As technology has progressed, craft has evolved beyond analog practices like blacksmithing and sewing. Sennett defines craft as anything you dedicate yourself to over a period of time, whether it’s medicine, programming, or parenting.

According to Sennett, we humans have an innate desire to improve our skills. Limiting that desire cuts off our ability to learn, grow, and create. Creativity may drive innovation—it’s the aha! moment that sparks new ideas—but it’s rooted in deep knowledge and understanding, which are acquired by practicing craft.

(Left to Right: “Portrait of Olga” Picasso - 1923, “Woman in a Hat (Olga)” Picasso - 1935)

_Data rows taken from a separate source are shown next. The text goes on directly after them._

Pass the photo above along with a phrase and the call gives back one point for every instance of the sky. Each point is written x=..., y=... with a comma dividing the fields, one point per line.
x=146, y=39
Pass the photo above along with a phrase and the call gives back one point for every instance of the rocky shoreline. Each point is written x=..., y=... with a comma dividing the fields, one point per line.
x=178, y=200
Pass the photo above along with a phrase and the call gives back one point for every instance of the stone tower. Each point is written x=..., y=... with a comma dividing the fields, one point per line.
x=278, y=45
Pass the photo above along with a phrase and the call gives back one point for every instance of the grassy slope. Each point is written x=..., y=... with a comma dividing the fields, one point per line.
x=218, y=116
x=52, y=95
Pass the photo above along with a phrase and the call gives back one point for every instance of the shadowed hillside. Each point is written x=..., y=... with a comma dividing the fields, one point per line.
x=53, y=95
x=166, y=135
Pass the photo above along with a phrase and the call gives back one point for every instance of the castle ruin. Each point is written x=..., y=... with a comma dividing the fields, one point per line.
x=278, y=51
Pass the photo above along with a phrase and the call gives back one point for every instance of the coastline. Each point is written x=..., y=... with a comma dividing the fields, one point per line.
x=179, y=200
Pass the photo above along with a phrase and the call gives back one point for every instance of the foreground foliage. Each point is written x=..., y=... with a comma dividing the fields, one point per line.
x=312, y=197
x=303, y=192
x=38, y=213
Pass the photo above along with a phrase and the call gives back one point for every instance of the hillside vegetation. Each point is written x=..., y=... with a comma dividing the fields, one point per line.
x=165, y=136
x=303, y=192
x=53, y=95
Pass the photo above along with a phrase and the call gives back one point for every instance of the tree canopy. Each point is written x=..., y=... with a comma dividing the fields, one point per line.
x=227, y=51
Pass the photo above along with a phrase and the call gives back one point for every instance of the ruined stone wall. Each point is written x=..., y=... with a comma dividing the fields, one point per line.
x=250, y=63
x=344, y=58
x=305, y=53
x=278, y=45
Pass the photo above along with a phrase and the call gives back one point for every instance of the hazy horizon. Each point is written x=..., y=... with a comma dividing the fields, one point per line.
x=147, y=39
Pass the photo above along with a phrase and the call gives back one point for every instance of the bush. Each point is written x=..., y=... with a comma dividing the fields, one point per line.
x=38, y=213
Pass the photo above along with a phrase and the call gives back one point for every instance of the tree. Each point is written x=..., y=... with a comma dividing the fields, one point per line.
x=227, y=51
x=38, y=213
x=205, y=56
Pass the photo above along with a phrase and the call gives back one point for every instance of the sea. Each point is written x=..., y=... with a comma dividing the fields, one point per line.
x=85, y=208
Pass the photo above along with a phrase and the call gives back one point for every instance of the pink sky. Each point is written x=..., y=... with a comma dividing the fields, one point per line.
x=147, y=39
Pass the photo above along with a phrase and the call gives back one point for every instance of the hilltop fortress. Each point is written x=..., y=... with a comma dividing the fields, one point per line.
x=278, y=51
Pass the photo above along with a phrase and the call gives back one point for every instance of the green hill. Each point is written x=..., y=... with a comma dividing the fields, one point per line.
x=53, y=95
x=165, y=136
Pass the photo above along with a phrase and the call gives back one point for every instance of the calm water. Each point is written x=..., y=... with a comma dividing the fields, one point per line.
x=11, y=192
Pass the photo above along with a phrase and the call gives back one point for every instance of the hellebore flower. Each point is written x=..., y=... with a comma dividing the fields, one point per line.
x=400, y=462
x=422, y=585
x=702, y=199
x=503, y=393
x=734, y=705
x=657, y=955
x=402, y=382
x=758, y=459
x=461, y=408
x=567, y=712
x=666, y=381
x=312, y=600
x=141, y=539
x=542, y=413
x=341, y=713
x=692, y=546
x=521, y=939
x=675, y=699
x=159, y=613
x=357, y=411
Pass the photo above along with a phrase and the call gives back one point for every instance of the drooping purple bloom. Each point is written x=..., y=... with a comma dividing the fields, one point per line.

(Left to Right: “Portrait of Olga” Picasso - 1923, “Woman in a Hat (Olga)” Picasso - 1935)

The painting on the right appears to have less craftsmanship behind it. But Picasso and many art historians would argue otherwise. Picasso needed to learn how to create the painting on the left before he could conceive the one on the right. 

The Personal Journey of Craft

These days, you can hop on the internet and learn how to do just about anything (shout out to YouTube). Havings unlimited opportunities to develop new crafts is a blessing and a curse. In order to develop your craft, you have to focus on the particular expertise it requires.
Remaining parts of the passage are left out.